On the evening of Thursday, March 22, 2007, Meretz Chairman Yossi Beilin addressed the Meretz USA board. He discussed current events surrounding the Winograd Commission, the formation of the Palestinian Unity government, and what the US should be doing, among other issues. Below is our staff summary of his remarks, supplemented by my observations– Ed.
Winograd Commission & Government Corruption
Dr. Beilin spoke first about an event that occurred on Thursday. Following a petition from Meretz MK Zahava Galon, the Israeli Supreme Court decided to publish the minutes of the Winograd testimonies. On Thursday, Shimon Peres’ testimony was made public. In it, Peres said he had been against the Lebanon war from the beginning , a fact that is also reflected in the Government Cabinet meeting minutes. Today, a rally of students asked him why, if he was against the war, did he vote for it? Peres answered that, as the Deputy Prime Minister, he did not feel that he could vote against the Prime Minister. In response, Dr. Beilin released a statement saying that those individuals who saw the danger of the war, but voted for it anyway, misled the country.
Dr. Beilin also predicted upcoming changes in the Israeli government, although he said he did not believe there would be new elections. He indicated that most parties currently in the Knesset would not benefit by risking an election now. If Prime Minister Olmert is forced to step down by the corruption inquiry against him or by the Winograd Commission findings on the conduct of the recent war with Hezbollah, either Peres or Foreign Minister Tzipi Livni might replace him. He seemed to prefer Livni.
The Newly-Formed Palestinian Unity Government
Dr. Beilin asserted that the Unity Government is a very important milestone since it may create more Palestinian consensus in dealing with Israel. Previous negotiations and exchanges have only occurred with the agreement of one half of the Palestinian population. Israel could come to agreements with Fatah, but not impose them on Hamas.
Hamas is now part of the government. Although Hamas still does not recognize Israel, Israel would be mistaken to boycott contacts with non-Hamas members of this government. The Palestinian government should be judged not only by what it says, but also by what it does. What is most important is that this government move to end violence against Israel.
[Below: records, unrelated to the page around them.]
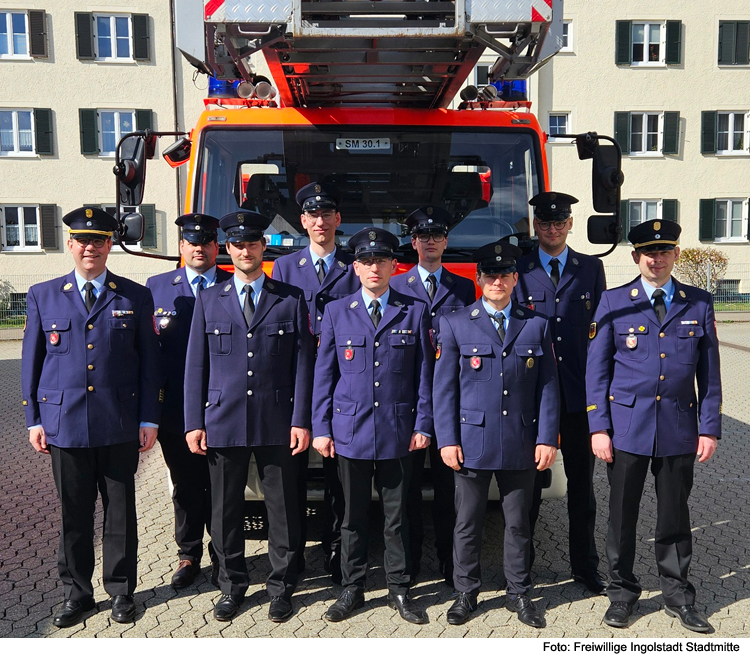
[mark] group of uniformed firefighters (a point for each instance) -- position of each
(375, 372)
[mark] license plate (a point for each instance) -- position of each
(363, 144)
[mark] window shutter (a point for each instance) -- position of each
(48, 224)
(149, 224)
(625, 218)
(669, 209)
(674, 42)
(84, 36)
(141, 37)
(707, 223)
(708, 132)
(622, 131)
(89, 131)
(742, 43)
(144, 119)
(43, 132)
(624, 46)
(38, 34)
(671, 144)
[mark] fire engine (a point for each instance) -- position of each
(359, 97)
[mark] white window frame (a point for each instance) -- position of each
(742, 236)
(113, 37)
(643, 203)
(645, 62)
(17, 152)
(745, 150)
(22, 247)
(567, 36)
(111, 208)
(568, 128)
(6, 17)
(660, 134)
(118, 133)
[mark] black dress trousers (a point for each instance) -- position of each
(191, 495)
(673, 544)
(79, 474)
(392, 484)
(228, 467)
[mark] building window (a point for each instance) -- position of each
(567, 37)
(112, 37)
(734, 42)
(14, 35)
(559, 123)
(731, 223)
(113, 125)
(16, 133)
(20, 227)
(644, 133)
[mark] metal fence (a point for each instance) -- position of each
(732, 294)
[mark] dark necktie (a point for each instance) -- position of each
(375, 314)
(89, 299)
(431, 286)
(554, 273)
(660, 307)
(321, 270)
(249, 309)
(499, 317)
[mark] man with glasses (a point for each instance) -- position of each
(566, 286)
(91, 375)
(496, 402)
(371, 409)
(174, 300)
(248, 380)
(653, 341)
(324, 273)
(444, 292)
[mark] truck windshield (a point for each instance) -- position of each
(483, 177)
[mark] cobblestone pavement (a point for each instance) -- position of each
(30, 591)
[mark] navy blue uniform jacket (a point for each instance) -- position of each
(496, 400)
(340, 281)
(641, 375)
(373, 387)
(90, 378)
(570, 309)
(174, 303)
(249, 387)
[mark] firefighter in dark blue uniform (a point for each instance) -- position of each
(91, 377)
(324, 273)
(174, 300)
(444, 292)
(566, 286)
(371, 409)
(248, 381)
(652, 341)
(496, 402)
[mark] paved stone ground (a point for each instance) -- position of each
(30, 591)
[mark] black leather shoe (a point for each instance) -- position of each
(185, 574)
(226, 607)
(280, 609)
(618, 614)
(72, 611)
(406, 608)
(526, 610)
(350, 600)
(462, 608)
(689, 618)
(123, 609)
(446, 571)
(593, 582)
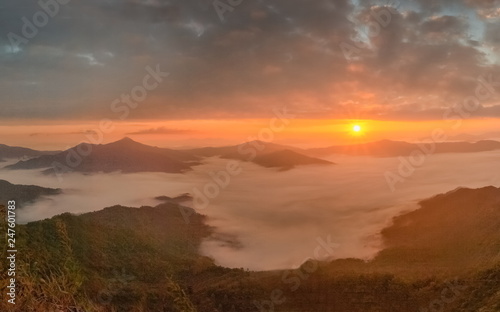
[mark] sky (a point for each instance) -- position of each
(214, 72)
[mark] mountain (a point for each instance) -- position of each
(7, 152)
(458, 230)
(129, 156)
(387, 148)
(125, 155)
(23, 193)
(265, 154)
(287, 159)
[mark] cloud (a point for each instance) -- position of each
(262, 55)
(162, 130)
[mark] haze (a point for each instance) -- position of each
(266, 219)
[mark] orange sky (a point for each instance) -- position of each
(189, 133)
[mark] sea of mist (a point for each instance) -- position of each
(268, 219)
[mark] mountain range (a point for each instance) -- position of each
(387, 148)
(14, 152)
(441, 257)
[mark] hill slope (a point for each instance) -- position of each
(387, 148)
(23, 193)
(7, 152)
(125, 155)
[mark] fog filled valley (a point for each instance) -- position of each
(336, 233)
(268, 219)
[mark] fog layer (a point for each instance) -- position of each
(268, 219)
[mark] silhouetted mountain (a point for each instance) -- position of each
(7, 152)
(455, 231)
(261, 153)
(287, 159)
(23, 193)
(387, 148)
(125, 155)
(175, 200)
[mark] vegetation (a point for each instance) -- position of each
(443, 257)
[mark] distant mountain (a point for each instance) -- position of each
(7, 152)
(125, 155)
(287, 159)
(443, 256)
(387, 148)
(23, 193)
(265, 154)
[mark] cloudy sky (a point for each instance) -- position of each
(331, 60)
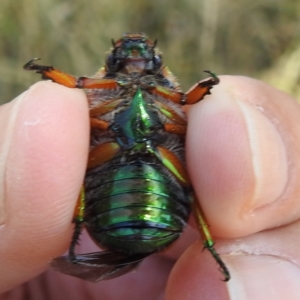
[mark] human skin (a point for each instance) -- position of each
(243, 158)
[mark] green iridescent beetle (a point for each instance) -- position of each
(136, 197)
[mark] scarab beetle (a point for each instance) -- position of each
(136, 196)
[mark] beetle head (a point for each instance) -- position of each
(134, 52)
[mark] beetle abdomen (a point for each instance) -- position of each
(135, 208)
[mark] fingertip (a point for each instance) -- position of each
(237, 156)
(196, 276)
(45, 158)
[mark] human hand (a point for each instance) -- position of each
(43, 162)
(243, 150)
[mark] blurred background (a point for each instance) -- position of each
(258, 38)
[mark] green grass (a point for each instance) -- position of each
(254, 38)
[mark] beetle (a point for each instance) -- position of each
(136, 196)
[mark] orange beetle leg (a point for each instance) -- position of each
(104, 108)
(49, 72)
(102, 154)
(174, 96)
(174, 128)
(100, 124)
(201, 89)
(173, 164)
(96, 83)
(170, 113)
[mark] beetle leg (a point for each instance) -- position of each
(174, 128)
(172, 163)
(174, 96)
(100, 124)
(102, 153)
(48, 72)
(105, 107)
(193, 95)
(170, 113)
(208, 241)
(78, 220)
(201, 89)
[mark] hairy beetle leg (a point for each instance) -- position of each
(48, 72)
(208, 241)
(201, 89)
(196, 93)
(78, 220)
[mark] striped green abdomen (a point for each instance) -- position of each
(136, 208)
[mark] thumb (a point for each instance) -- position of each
(243, 156)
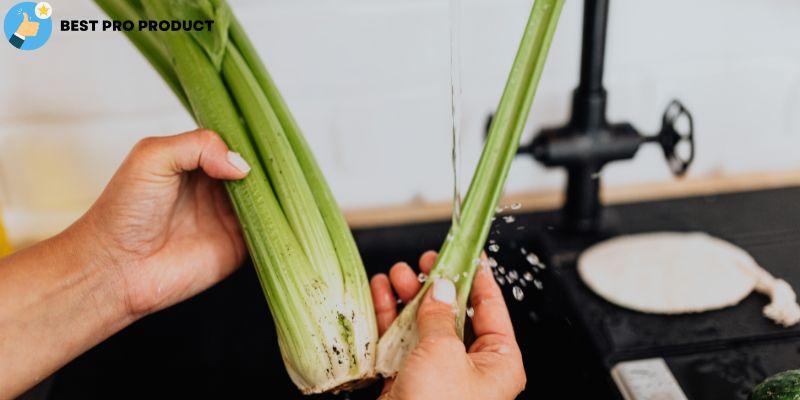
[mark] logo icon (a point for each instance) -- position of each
(28, 25)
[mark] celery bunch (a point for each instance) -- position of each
(305, 256)
(459, 257)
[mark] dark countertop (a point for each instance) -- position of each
(222, 344)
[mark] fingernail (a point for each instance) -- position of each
(444, 291)
(238, 162)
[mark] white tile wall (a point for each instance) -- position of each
(368, 80)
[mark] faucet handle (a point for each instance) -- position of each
(677, 137)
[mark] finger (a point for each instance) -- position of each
(491, 314)
(204, 149)
(404, 281)
(436, 318)
(384, 301)
(426, 261)
(387, 386)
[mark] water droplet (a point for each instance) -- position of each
(513, 275)
(527, 276)
(518, 293)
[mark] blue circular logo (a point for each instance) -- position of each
(28, 25)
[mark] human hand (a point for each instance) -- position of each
(163, 224)
(441, 367)
(27, 27)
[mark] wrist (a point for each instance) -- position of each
(98, 275)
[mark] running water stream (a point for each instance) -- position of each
(455, 104)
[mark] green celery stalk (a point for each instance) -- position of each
(302, 249)
(459, 256)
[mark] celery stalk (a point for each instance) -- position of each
(302, 249)
(459, 256)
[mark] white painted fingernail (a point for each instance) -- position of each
(238, 162)
(444, 291)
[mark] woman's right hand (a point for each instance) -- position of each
(441, 367)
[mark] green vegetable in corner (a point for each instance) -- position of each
(304, 253)
(458, 258)
(783, 386)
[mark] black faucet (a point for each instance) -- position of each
(588, 141)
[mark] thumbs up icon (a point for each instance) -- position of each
(27, 28)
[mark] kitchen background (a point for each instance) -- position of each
(368, 81)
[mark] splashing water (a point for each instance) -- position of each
(513, 275)
(527, 276)
(518, 293)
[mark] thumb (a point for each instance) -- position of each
(435, 317)
(170, 156)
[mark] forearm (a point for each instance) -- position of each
(57, 300)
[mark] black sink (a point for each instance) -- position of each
(221, 344)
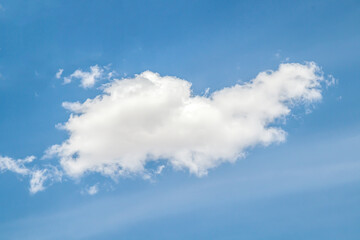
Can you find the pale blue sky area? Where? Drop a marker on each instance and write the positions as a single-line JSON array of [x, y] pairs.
[[304, 188]]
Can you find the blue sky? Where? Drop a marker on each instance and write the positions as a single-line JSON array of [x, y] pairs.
[[305, 187]]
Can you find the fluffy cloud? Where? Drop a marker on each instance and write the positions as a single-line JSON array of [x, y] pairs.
[[59, 73], [87, 79], [150, 118], [37, 177]]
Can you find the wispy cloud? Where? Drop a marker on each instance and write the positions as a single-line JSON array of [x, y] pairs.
[[59, 73], [37, 177], [87, 79]]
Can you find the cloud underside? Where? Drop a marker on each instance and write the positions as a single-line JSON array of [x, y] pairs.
[[149, 119]]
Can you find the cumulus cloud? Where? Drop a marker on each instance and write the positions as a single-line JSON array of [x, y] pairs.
[[87, 79], [37, 177], [59, 73], [152, 119], [92, 190]]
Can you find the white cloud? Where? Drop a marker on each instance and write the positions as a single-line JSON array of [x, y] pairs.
[[92, 190], [149, 117], [87, 79], [16, 166], [59, 73], [37, 177]]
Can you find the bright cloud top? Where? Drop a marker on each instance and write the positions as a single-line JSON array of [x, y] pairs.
[[150, 118]]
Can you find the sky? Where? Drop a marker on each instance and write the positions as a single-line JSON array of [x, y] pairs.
[[179, 119]]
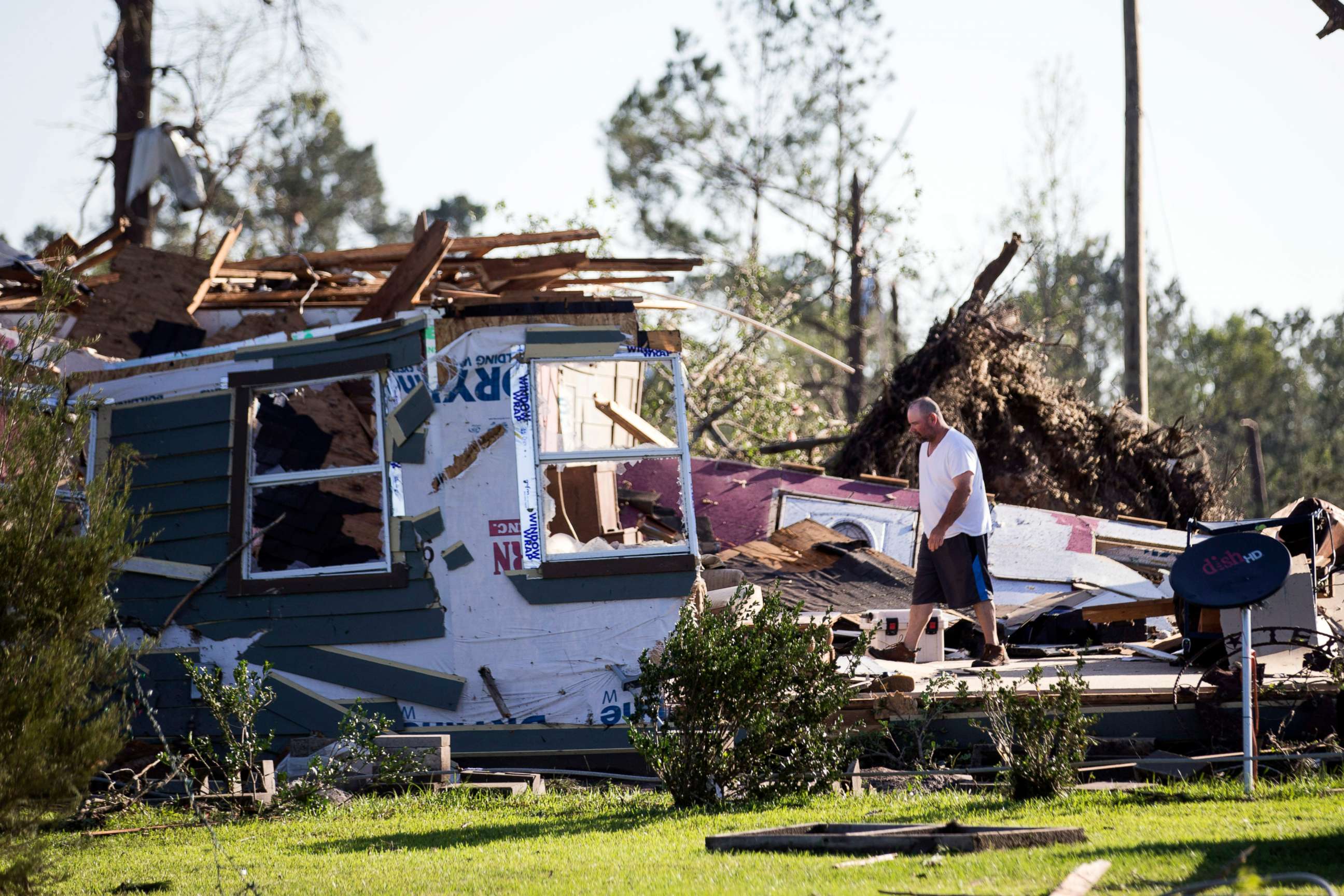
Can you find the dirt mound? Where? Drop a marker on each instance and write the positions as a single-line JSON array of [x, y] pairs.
[[1041, 444]]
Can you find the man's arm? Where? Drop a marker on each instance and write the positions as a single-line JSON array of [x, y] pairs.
[[960, 497]]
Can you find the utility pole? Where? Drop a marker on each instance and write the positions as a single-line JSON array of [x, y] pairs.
[[855, 342], [1136, 289], [1257, 463], [130, 58]]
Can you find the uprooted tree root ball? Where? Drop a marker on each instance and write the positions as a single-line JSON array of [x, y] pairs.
[[1041, 445]]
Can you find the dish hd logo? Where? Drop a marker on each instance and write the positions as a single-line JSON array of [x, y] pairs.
[[1229, 561]]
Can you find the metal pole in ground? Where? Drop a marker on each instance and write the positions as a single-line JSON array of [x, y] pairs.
[[1248, 720]]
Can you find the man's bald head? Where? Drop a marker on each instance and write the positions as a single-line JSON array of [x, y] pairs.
[[925, 406], [925, 418]]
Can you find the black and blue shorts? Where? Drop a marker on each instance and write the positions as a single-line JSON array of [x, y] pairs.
[[957, 574]]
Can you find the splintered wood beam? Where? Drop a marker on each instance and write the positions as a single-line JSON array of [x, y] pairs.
[[1334, 11], [217, 264], [105, 256], [986, 281], [643, 264], [498, 272], [607, 281], [410, 277], [635, 425], [61, 251], [117, 229], [391, 253]]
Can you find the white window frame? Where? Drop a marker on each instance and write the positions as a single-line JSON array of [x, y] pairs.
[[682, 452], [301, 477]]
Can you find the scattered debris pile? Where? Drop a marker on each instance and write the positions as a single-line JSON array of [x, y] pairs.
[[1039, 442], [820, 570]]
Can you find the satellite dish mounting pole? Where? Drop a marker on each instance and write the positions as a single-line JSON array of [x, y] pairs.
[[1248, 712]]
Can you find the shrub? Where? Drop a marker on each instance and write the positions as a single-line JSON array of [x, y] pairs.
[[234, 707], [1038, 734], [912, 740], [62, 707], [360, 758], [743, 704]]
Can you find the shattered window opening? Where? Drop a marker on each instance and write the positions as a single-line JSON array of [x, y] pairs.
[[589, 431], [315, 454]]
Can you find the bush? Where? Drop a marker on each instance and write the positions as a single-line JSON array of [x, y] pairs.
[[912, 739], [360, 760], [234, 707], [743, 704], [62, 707], [1038, 734]]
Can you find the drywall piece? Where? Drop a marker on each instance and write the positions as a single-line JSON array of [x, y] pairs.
[[308, 708], [403, 534], [363, 628], [416, 565], [412, 451], [189, 524], [163, 499], [209, 551], [608, 587], [429, 524], [167, 569], [140, 599], [183, 469], [410, 414], [338, 665], [571, 342], [456, 556], [173, 442], [463, 461]]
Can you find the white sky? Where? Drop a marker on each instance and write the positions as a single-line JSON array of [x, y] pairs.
[[506, 101]]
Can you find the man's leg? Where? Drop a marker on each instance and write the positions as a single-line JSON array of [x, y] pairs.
[[988, 621], [920, 614]]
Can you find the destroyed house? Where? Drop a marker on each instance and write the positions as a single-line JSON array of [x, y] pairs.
[[436, 533]]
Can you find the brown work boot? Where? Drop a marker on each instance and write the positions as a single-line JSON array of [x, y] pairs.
[[895, 653], [993, 656]]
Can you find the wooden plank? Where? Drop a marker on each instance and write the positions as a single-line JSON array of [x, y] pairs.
[[217, 262], [191, 524], [1128, 612], [182, 469], [885, 480], [803, 468], [207, 551], [635, 425], [641, 264], [107, 256], [308, 708], [1082, 879], [393, 253], [117, 229], [353, 669]]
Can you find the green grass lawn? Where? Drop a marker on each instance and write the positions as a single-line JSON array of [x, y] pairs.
[[620, 842]]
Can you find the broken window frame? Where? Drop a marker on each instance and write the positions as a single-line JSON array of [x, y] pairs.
[[682, 452], [252, 481]]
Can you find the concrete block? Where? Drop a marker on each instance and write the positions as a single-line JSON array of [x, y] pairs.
[[433, 749]]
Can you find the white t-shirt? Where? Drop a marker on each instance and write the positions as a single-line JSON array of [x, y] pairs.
[[955, 456]]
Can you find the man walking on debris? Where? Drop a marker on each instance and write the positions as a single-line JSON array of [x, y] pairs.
[[954, 566]]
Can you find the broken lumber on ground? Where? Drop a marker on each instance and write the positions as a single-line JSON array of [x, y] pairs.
[[1041, 444]]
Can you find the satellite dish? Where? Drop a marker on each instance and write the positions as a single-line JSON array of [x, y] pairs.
[[1233, 570]]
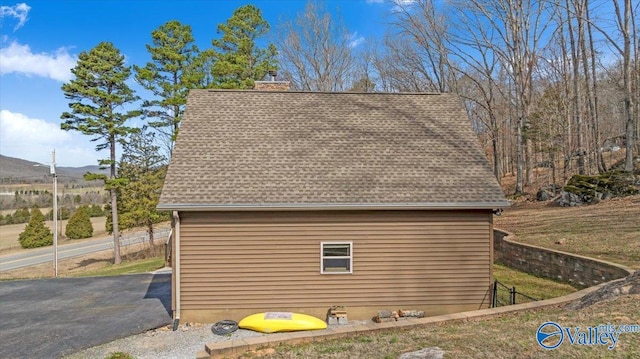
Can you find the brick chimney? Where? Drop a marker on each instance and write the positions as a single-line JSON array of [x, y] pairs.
[[272, 85]]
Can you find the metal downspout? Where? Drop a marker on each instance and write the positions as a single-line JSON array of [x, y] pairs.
[[176, 318]]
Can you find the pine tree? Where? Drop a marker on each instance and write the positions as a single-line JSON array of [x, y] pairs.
[[36, 234], [239, 61], [98, 91], [79, 225], [170, 75], [144, 168]]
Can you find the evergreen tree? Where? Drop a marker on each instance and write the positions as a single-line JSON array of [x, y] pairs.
[[97, 94], [79, 225], [36, 234], [239, 61], [170, 75], [144, 168]]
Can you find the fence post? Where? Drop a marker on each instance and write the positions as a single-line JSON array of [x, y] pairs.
[[494, 294]]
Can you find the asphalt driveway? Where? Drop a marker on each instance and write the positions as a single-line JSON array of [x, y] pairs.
[[50, 318]]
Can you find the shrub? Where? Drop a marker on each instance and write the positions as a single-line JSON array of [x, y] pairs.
[[21, 216], [64, 213], [96, 211], [36, 234], [119, 355], [79, 225]]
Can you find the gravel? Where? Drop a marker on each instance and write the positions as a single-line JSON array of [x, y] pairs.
[[185, 342]]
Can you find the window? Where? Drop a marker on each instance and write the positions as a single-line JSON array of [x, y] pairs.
[[336, 257]]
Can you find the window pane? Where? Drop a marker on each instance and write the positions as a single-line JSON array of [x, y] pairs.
[[336, 250], [336, 265]]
Dr. Beilin also expressed his hope that the Arab League would reaffirm the Arab Initiative on March 28th in Riyadh.
The Syrian Channel
Dr. Beilin noted that many countries, including some moderate Arab states, are against Israeli negotiations with Syria over the Golan. However, he said that he believed that negotiations are in the interests of Israel. It is possible that the Syrian overtures toward Israel are not serious, but even if negotiations prove fruitless, Israel would be better off in honestly indicating that it had tried and showing Syria to have been unresponsive and untrustworthy.
Dr. Beilin explained that he believes the issue of extremist settlers in Hebron is very important and that there have been significant developments there recently. About 200 settlers recently broke into the closed shops of the old market in Hebron (which had been evacuated for “security reasons”). The settlers claim that they purchased the shops from the Palestinians who own them. Importantly, such a deal must have the Defense Minister’s permission, and, at this point, it is unclear whether Amir Peretz gave this consent. Even if the settlers did purchase the buildings, as they claim, their occupancy would not be legal without the Defense Minister’s approval. Similar instances continue to take place.
The US Role
Dr. Beilin observed that, throughout this stay in the US, people have asked him what the US can do to help end the conflict. In the past, he has always asked for a robust American role in mediation, but he is now frustrated and wary of the Bush administration’s ability to do anything positive in this regard. Consequently, his current opinion is that it would be best if the administration refrained from doing anything, on the assumption that it only will do harm if it gets involved. Obviously, he still would like to see the American Jewish community pressing for an agenda of negotiations and evaluating the Palestinian Authority by what it does to reign in violence. He suggests that progressive Jews should be looking forward to the next administration by establishing relations with the presidential candidates.